Photography was also employed as a 'visual notebook' by anthropologists to document aspects of material culture produced by a particular society. After the invention in 1895 of the portable motion picture camera, film was employed to the same ends. In recent years anthropologists and others have begun to re-examine the products of colonial photography, being as interested as much in the ideas that led to the production of such photographs as in the societies and cultural forms they supposedly document (see the essays in Edwards 1992, and Scherer 1990).
The study of early ethnographic film is less well advanced, largely because the sources are less well-known and less accessible, but an ESRC-funded project is currently underway at the University of Oxford to catalogue much of this earlier material (see under 'Electronic Resources' below), and it is hoped that this will stimulate further research. Following on from the Victorian taxonomic and classificatory uses of visual media, photography, film and video have been used more recently to gather data for various other kinds of formalist analysis: proxemics, choreometrics and kinesics and conversation analysis.
What many of these recent projects have in common with their Victorian and Edwardian antecedents is an approach to mechanical visual recording media, which tend to treat them as neutral technologies capable of objectively recording social behavior or visible 'givens'. Images are no more 'transparent' than written accounts and while film; video and photography do stand in an indexical relationship to that which they represent they are still representations of reality, not a direct encoding of it.

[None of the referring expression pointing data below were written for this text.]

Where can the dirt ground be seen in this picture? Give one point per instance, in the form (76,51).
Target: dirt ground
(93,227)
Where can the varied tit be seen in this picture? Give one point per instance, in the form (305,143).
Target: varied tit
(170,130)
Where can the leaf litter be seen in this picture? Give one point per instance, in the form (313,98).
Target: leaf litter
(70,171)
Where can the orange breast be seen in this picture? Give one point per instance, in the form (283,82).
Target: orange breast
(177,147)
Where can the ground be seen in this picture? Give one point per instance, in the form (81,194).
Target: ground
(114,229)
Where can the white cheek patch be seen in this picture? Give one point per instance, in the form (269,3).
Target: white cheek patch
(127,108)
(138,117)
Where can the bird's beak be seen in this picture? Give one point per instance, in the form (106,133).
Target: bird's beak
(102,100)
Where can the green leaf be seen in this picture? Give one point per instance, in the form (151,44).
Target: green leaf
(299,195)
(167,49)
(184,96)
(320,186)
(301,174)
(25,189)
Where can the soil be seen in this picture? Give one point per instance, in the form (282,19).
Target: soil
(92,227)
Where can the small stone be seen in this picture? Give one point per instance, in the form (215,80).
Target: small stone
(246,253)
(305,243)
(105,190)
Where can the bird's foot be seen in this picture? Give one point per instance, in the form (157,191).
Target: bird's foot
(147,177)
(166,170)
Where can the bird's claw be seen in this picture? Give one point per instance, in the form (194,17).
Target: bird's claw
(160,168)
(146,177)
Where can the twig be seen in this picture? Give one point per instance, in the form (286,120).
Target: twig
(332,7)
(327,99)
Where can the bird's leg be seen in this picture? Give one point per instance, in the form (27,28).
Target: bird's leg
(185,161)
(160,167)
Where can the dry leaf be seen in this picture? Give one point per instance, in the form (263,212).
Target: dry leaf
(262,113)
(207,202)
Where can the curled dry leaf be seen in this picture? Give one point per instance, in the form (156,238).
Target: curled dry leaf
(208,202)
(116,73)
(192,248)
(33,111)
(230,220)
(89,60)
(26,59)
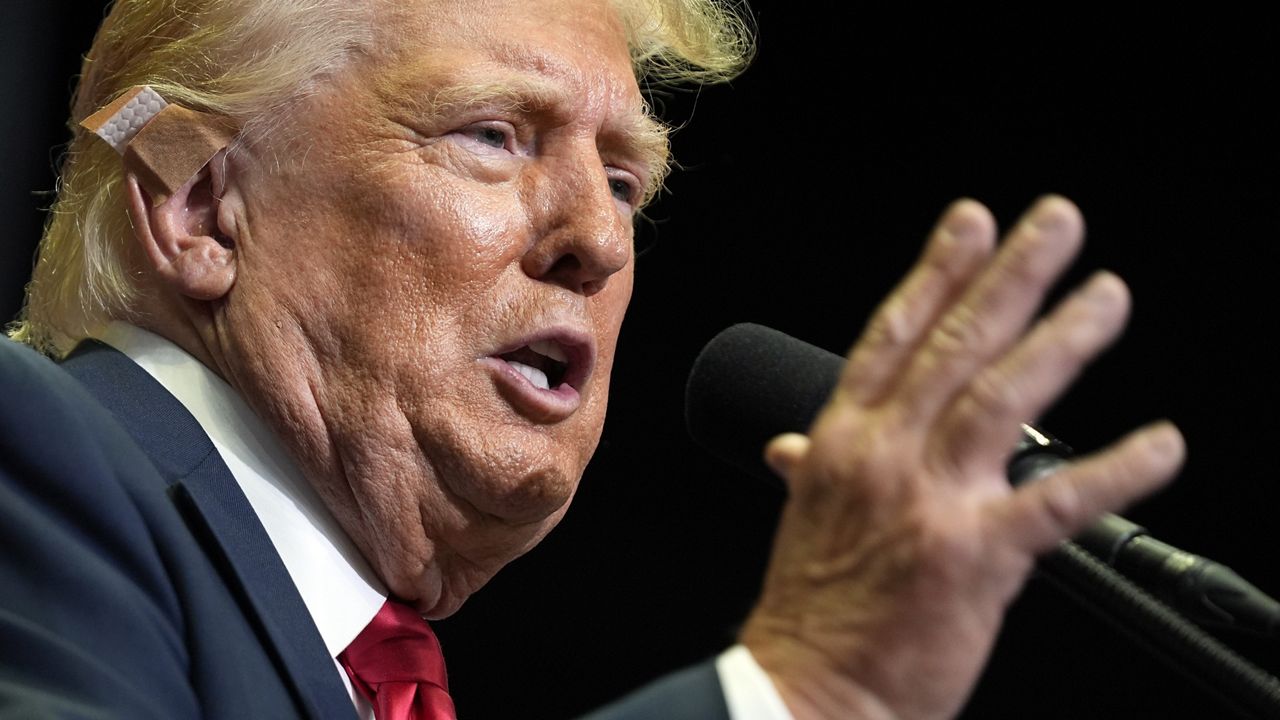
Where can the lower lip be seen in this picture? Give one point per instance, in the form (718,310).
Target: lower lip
(531,401)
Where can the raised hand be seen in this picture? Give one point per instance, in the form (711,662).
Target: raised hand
(903,542)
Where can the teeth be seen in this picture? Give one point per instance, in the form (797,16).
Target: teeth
(534,376)
(549,349)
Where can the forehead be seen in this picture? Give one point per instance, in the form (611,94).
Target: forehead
(554,39)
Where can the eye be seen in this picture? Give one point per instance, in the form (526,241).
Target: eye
(496,135)
(625,187)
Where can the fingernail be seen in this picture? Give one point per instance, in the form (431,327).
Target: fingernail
(1165,440)
(1104,288)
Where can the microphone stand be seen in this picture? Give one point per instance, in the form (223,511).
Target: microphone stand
(1182,645)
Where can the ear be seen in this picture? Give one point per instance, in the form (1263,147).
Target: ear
(188,238)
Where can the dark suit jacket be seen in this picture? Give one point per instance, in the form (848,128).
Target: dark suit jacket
(137,582)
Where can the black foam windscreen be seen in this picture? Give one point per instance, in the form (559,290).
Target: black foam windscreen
(750,383)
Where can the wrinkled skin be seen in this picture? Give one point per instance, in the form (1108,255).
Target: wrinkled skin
(356,274)
(394,233)
(903,542)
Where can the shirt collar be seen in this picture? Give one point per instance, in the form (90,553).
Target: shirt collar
(315,550)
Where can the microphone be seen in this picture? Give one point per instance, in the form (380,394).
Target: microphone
(750,383)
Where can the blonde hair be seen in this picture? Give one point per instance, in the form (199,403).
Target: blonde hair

As representations they are therefore subject to the influences of their social, cultural and historical contexts of production and consumption. Thus the visual sociologist or anthropologist adopts a dual perspective on visual media. On the one hand they are concerned with the content of any visual representation what is the 'meaning' of this particular design motif on an art object? who is the person in the photograph?
On the other hand, they are concerned with the context of any visual representation who produced the art object, and for whom? why was this photograph taken of this particular person, and then kept by that particular person? When studying visual representations that have been created by others the dual strands of content and context are fairly easy to investigate in tandem. When, however, the investigator produces the visual representations there is a danger of the content taking priority over the context.

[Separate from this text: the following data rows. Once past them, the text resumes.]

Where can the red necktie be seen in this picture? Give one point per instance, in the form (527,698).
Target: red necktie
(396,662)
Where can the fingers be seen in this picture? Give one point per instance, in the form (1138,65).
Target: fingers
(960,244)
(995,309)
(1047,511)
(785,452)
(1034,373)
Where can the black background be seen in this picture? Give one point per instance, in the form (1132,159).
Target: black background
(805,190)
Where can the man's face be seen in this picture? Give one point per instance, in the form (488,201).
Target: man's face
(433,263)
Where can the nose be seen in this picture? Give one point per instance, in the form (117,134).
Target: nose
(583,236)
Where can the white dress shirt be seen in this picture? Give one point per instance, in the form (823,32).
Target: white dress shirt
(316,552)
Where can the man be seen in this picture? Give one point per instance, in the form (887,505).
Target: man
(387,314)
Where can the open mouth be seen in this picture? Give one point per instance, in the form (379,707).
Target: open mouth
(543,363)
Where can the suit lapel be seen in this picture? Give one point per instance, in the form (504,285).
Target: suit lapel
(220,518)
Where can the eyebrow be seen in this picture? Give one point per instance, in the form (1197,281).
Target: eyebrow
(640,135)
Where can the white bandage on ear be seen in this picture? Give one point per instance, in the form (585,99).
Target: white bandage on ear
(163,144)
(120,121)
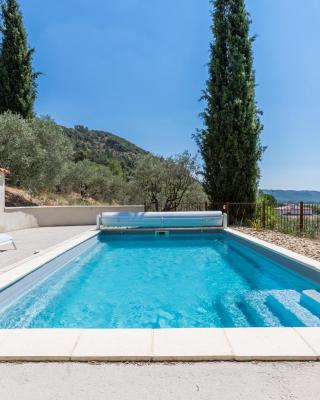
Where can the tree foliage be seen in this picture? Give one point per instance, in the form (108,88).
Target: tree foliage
(17,77)
(164,183)
(35,151)
(229,142)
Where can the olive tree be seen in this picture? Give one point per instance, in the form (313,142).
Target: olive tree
(164,183)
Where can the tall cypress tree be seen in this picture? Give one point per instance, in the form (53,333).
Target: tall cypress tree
(229,142)
(17,77)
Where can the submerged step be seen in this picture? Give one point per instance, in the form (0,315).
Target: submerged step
(260,314)
(285,304)
(311,300)
(230,312)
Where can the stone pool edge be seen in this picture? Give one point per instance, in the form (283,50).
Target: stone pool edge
(153,345)
(192,344)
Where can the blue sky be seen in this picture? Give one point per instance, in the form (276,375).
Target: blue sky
(137,68)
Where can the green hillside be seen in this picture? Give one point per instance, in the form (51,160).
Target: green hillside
(103,147)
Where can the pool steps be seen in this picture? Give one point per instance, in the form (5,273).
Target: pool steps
(311,300)
(272,309)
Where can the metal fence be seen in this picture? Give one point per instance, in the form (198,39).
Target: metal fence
(302,219)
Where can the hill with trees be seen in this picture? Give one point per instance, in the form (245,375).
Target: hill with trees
(103,148)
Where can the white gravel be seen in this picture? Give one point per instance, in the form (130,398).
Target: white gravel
(306,247)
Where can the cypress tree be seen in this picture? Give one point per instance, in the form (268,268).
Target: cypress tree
(229,141)
(17,77)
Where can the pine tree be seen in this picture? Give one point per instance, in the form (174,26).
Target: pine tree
(17,77)
(229,142)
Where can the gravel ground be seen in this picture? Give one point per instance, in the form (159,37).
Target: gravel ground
(196,381)
(306,247)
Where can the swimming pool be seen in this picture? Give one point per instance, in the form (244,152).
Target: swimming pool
(175,280)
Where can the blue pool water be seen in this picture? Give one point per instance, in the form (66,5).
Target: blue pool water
(175,281)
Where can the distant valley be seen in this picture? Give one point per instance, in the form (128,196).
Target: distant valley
(308,196)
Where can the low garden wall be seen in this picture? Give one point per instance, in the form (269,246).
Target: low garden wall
(21,217)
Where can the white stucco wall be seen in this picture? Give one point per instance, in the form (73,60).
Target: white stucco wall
(15,218)
(66,215)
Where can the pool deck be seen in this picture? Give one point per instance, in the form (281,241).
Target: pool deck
(29,241)
(160,381)
(240,344)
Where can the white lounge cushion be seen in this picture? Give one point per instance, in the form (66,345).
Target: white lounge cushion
(5,238)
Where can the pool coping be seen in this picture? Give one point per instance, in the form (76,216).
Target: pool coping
(191,344)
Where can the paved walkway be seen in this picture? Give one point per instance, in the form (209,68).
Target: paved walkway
(29,241)
(198,381)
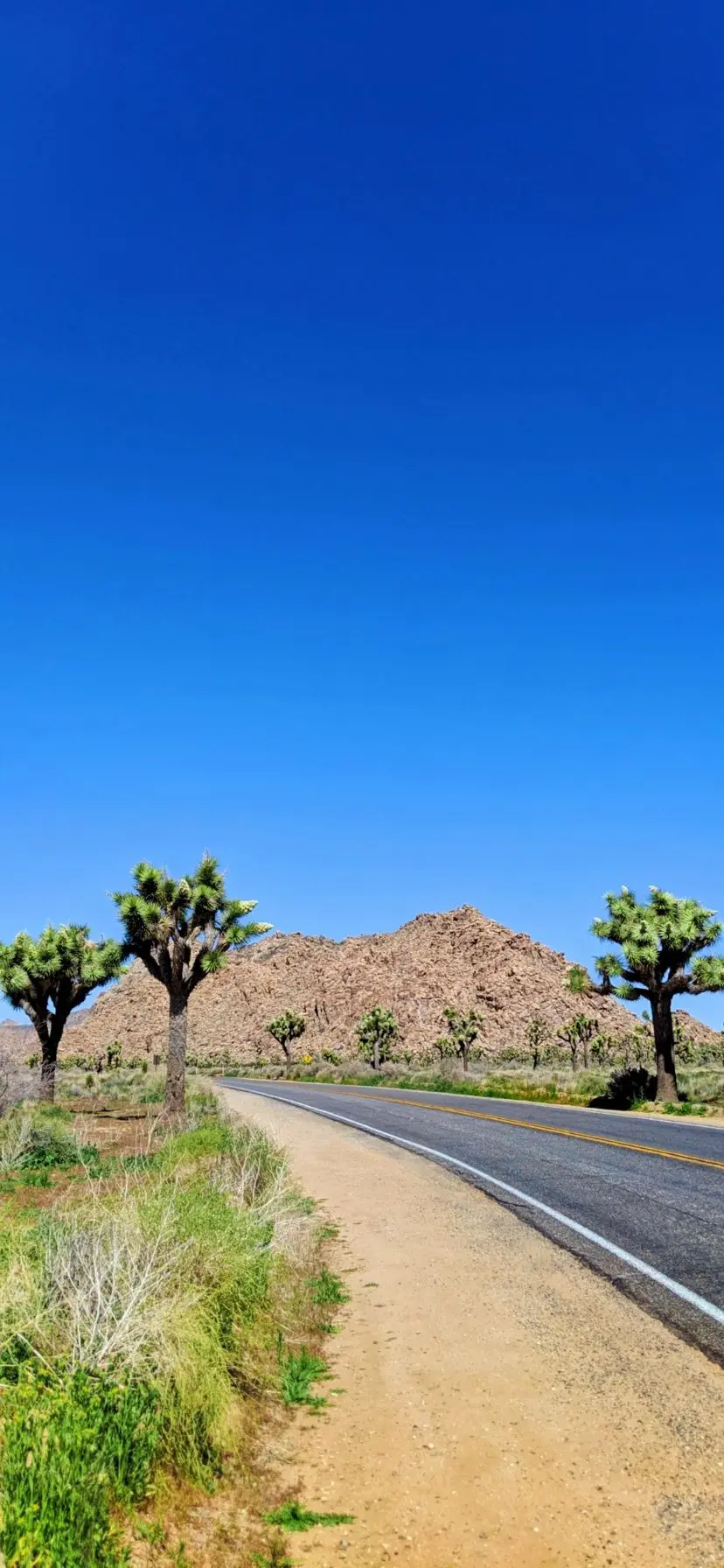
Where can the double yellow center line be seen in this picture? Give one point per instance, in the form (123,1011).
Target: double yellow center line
(530,1126)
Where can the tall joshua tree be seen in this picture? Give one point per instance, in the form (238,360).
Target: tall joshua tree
(664,956)
(377,1033)
(49,977)
(286,1029)
(463,1031)
(182,932)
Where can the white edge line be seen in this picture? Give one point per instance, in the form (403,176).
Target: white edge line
(524,1197)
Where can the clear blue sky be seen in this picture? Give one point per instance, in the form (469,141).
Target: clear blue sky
(362,455)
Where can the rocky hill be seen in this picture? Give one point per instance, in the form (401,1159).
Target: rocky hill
(460,958)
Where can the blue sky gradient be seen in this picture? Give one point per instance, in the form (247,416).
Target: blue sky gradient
(362,457)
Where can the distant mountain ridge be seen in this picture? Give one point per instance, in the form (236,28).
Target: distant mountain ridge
(460,957)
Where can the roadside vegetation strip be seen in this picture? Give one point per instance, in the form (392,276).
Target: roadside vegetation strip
(692,1297)
(532,1126)
(142,1298)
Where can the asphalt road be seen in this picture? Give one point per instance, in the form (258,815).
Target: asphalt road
(641,1201)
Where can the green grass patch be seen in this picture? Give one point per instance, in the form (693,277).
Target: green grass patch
(300,1369)
(295,1516)
(686,1109)
(328,1289)
(134,1312)
(73,1447)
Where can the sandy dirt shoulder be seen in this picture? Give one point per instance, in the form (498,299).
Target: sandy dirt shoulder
(504,1407)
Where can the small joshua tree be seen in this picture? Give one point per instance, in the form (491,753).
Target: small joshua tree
(377,1033)
(577,1032)
(52,976)
(182,932)
(536,1039)
(463,1031)
(287,1027)
(664,954)
(602,1049)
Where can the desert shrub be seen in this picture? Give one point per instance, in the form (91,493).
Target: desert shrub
(627,1087)
(53,1148)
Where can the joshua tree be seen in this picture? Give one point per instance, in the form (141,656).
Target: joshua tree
(463,1031)
(49,977)
(664,956)
(287,1027)
(536,1039)
(577,1032)
(377,1032)
(182,932)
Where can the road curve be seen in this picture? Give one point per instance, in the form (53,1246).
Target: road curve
(641,1201)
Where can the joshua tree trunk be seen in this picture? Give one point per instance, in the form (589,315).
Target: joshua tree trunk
(47,1070)
(49,1032)
(176,1065)
(664,1040)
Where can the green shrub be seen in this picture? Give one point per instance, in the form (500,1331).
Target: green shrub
(73,1445)
(300,1369)
(52,1148)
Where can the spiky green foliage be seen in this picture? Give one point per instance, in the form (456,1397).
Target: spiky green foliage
(182,930)
(463,1031)
(377,1032)
(287,1027)
(52,974)
(660,942)
(664,954)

Within documentary film, the 'direct cinema' movement in the 1960s sought to correct this imbalance by ensuring that the conditions of filmmaking were revealed to the viewer (see Barnouw 1974, Rosenthal 1988, and Loizos 1993). Typically this involved the deliberate inclusion of the filmmakers' kit in the image or even the filmmakers themselves. Such ideas were absorbed into ethnographic film practice, simultaneously with techniques that were thought to bring the human subjects of the film closer to the viewer. With still photography, more sensitive or reflexive representations are perhaps slightly harder to accomplish.

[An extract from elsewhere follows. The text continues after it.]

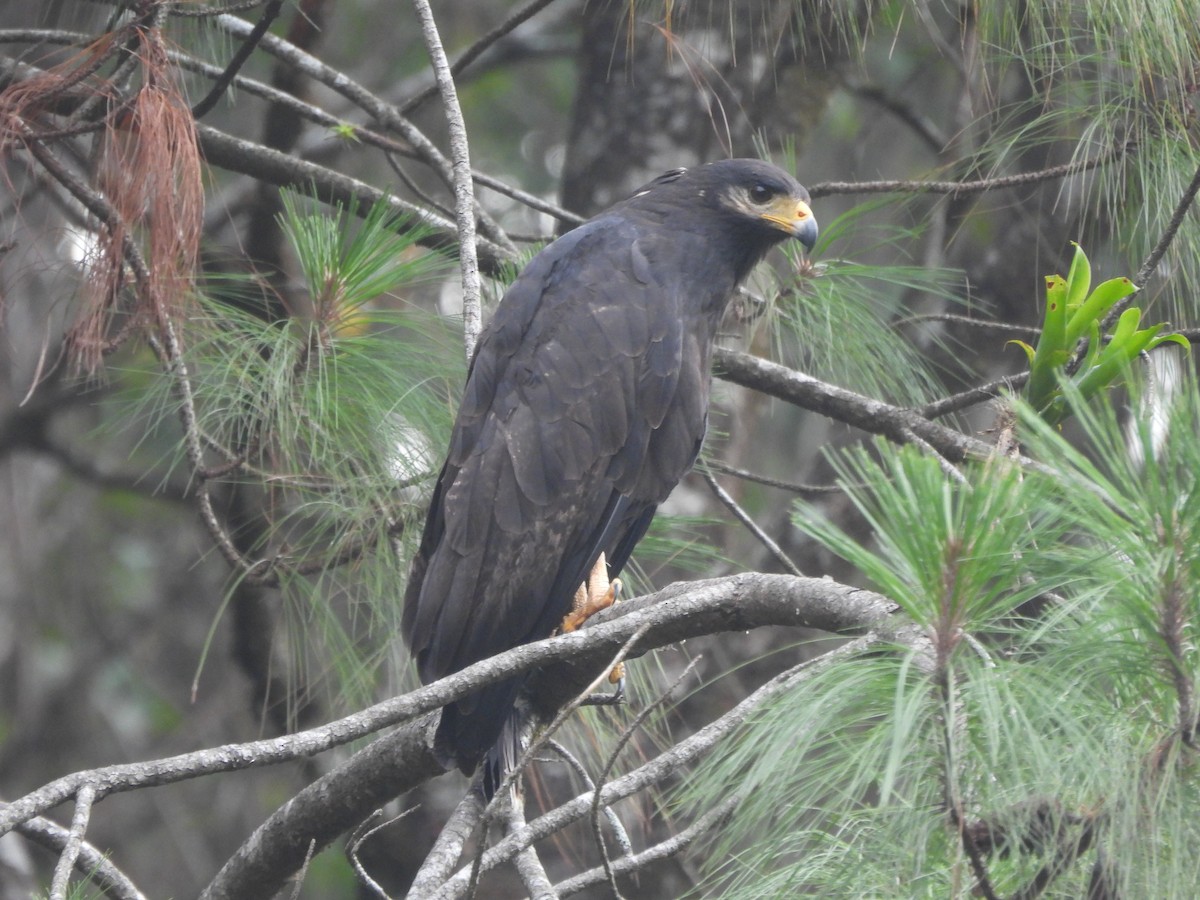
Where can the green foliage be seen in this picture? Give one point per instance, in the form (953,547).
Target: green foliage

In many cases, social investigators choose to create some marriage of text and image, where each provides a commentary on the other. Doug Harper, a visual sociologist, has accomplished this to particularly good effect in his work (Harper 1987; see also Berger and Mohr 1975). It is important to remember, however, that all visual representations are not only produced but are consumed in a social context, one that invokes a family resemblance to similar representations television and cinema in the case of film and video.
Members of an audience will bring to the screening certain expectations of narrative form, 'plot' development, 'good' and 'bad' composition, and so forth, however unconscious or inchoate their understandings. Nor can a single 'reading' of a film necessarily be presumed. Sociologists such as Stuart Hall have advocated the notion of 'preferred readings' (Hall 1977), while an anthropological study of ethnographic films shown to students refutes the liberal assumption that such films encourage the viewers empathetically to narrow the gap between self and a radically different other (Martinez 1990).